Your app and low-latency audio output

7 min readJun 18, 2018

When building any software, we want to provide the best possible experience to our users, giving them the feeling of being in full control and taking the most value out of our applications. With audio-related software, that is not different: a very important metric for tracking playback performance is latency: minimizing the time it takes from pressing the ‘play’ button and listening to music is key for providing a seamless impression.
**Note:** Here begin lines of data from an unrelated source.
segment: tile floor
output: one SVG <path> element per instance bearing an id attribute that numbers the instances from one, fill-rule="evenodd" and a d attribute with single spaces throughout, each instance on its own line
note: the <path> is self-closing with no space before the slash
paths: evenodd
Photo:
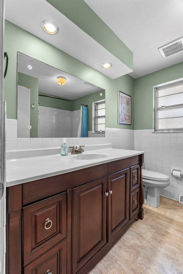
<path id="1" fill-rule="evenodd" d="M 160 198 L 89 274 L 183 274 L 183 205 Z"/>

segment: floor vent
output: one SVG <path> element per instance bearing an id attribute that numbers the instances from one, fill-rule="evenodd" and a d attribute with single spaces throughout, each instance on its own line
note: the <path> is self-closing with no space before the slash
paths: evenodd
<path id="1" fill-rule="evenodd" d="M 180 195 L 178 202 L 180 204 L 182 204 L 183 205 L 183 195 Z"/>
<path id="2" fill-rule="evenodd" d="M 183 37 L 168 43 L 158 48 L 164 58 L 183 51 Z"/>

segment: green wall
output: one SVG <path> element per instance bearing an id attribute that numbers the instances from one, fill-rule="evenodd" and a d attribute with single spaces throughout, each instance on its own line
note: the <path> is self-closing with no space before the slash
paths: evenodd
<path id="1" fill-rule="evenodd" d="M 182 62 L 135 79 L 135 129 L 153 128 L 153 86 L 183 77 Z"/>
<path id="2" fill-rule="evenodd" d="M 7 74 L 5 79 L 5 100 L 7 116 L 16 119 L 17 52 L 19 51 L 77 77 L 102 87 L 105 90 L 106 126 L 134 128 L 134 79 L 127 75 L 112 80 L 85 64 L 57 49 L 7 20 L 5 23 L 5 51 L 9 56 Z M 131 126 L 118 124 L 118 90 L 132 96 Z"/>
<path id="3" fill-rule="evenodd" d="M 47 1 L 104 48 L 133 70 L 132 52 L 84 0 Z"/>
<path id="4" fill-rule="evenodd" d="M 53 96 L 53 95 L 39 92 L 39 94 L 43 95 L 48 95 Z M 63 101 L 57 99 L 56 98 L 48 98 L 47 97 L 39 96 L 39 102 L 40 106 L 48 106 L 50 108 L 59 108 L 60 109 L 66 109 L 67 110 L 72 110 L 72 103 L 69 103 L 66 101 Z"/>
<path id="5" fill-rule="evenodd" d="M 102 94 L 101 96 L 100 93 Z M 88 108 L 88 130 L 89 131 L 92 130 L 92 103 L 100 100 L 103 100 L 105 99 L 105 91 L 104 90 L 97 91 L 91 94 L 89 94 L 86 96 L 81 97 L 74 101 L 76 102 L 79 102 L 83 105 L 87 105 Z M 73 104 L 73 110 L 79 109 L 81 108 L 81 106 L 76 104 Z"/>
<path id="6" fill-rule="evenodd" d="M 30 88 L 31 105 L 34 101 L 35 103 L 34 108 L 32 108 L 30 106 L 30 124 L 32 126 L 32 128 L 30 130 L 30 137 L 31 138 L 37 138 L 38 136 L 38 79 L 35 77 L 19 72 L 18 83 L 20 86 Z"/>

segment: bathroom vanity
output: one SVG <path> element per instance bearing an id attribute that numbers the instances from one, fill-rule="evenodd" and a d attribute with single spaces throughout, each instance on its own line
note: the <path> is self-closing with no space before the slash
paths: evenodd
<path id="1" fill-rule="evenodd" d="M 81 160 L 70 172 L 61 168 L 60 174 L 9 182 L 7 274 L 86 274 L 143 219 L 143 152 L 111 149 L 113 157 L 87 167 Z"/>

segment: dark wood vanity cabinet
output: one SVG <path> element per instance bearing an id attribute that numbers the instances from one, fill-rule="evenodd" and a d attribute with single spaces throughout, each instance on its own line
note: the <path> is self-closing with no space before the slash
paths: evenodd
<path id="1" fill-rule="evenodd" d="M 23 264 L 27 265 L 67 236 L 66 193 L 23 209 Z"/>
<path id="2" fill-rule="evenodd" d="M 143 160 L 141 154 L 7 188 L 6 274 L 89 272 L 143 218 Z"/>
<path id="3" fill-rule="evenodd" d="M 129 168 L 108 177 L 109 241 L 129 219 Z"/>
<path id="4" fill-rule="evenodd" d="M 73 190 L 73 273 L 106 242 L 106 177 Z"/>

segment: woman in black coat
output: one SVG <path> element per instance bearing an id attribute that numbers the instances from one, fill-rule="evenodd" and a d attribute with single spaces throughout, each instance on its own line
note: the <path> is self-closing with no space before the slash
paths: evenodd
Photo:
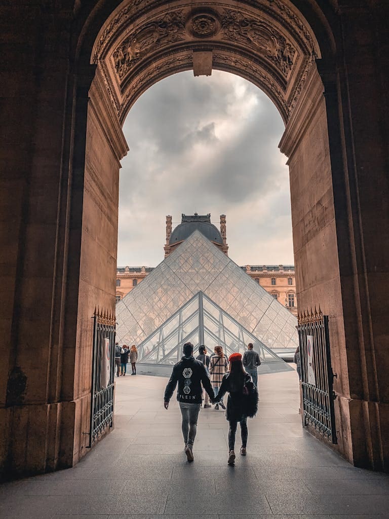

Today we will visit some concepts on digital audio, learn about how part of it is done on Android devices, and understand how buffers play a key-role in providing the smoothest playback experience to users as possible.

Sound travels in waves…

…and a very common method to represent analog signals (such as waves!) is pulse-code modulation (PCM). Basically, the wave amplitude is measured at a regular time interval. Each one of these values is called a sample. A lot of these samples are necessary to represent actual sound — for example, more than 44 thousand measurements are made every second!
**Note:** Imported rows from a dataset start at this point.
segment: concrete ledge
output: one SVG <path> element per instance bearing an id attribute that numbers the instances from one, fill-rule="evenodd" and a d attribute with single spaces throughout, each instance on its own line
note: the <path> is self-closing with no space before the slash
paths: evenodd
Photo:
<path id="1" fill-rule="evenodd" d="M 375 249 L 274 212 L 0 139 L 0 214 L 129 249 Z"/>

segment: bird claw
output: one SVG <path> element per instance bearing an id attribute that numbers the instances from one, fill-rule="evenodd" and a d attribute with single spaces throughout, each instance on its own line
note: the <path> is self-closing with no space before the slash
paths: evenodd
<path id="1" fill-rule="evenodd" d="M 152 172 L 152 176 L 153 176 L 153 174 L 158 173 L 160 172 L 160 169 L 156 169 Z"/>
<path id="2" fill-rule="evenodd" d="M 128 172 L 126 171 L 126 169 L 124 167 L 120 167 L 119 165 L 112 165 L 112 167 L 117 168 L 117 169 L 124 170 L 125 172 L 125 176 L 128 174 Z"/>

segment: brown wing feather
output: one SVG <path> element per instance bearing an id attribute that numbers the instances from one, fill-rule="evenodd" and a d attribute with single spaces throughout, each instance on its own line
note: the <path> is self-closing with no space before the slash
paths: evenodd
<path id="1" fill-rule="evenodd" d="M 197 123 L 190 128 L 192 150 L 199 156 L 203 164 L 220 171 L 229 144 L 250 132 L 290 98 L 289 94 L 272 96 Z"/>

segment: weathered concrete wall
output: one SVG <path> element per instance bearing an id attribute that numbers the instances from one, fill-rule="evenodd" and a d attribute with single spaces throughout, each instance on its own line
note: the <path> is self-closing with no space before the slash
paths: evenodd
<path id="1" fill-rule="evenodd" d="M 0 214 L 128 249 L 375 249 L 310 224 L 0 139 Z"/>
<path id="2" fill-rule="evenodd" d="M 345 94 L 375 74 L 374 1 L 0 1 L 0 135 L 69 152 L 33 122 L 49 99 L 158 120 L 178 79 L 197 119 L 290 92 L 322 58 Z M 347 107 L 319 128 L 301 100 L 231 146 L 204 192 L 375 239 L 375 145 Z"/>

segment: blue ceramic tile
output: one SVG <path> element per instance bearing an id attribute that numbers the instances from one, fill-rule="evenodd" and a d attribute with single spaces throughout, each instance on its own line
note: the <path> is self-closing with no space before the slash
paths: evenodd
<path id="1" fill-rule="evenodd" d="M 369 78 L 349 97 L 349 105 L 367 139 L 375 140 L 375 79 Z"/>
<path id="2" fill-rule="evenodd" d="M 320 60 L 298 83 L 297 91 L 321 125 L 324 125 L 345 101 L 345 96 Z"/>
Stereo sound is nothing more than two waves being transmitted at the same time (nowadays, surround systems provide even more than two channels!). If we want to play stereo sound, then, we’ll need to sample the two channels and digitally store them. In PCM terms, a frame is a set of one sample per channel. So, for stereo sound, a PCM frame will contain data representing two samples.

Every modern phone out there has, as part of its circuits, a component capable of converting digital data (0s and 1s) to analog data (in this case, variable voltage, that will be passed to speakers). These are called digital-to-analog-converters (DACs).

To process data, they require information to be fed at a constant rate, and also in blocks of a specific size. The DAC knows where it should look for data — that is a region of memory the operating system specifies and in which we (application developers) should write to, with a very fancy name: the buffer.

The DAC will reach out to the buffer at a fixed time interval to get one of these data blocks (or chunks), but if we fail to write to the buffer when the DAC visits it, the hardware will output silence. That is a very bad experience for users and the reason music stops playing or they listen to crackles/noise (a.k.a. popcorn), so we should avoid it at all costs, by constantly writing to the buffer as soon as possible.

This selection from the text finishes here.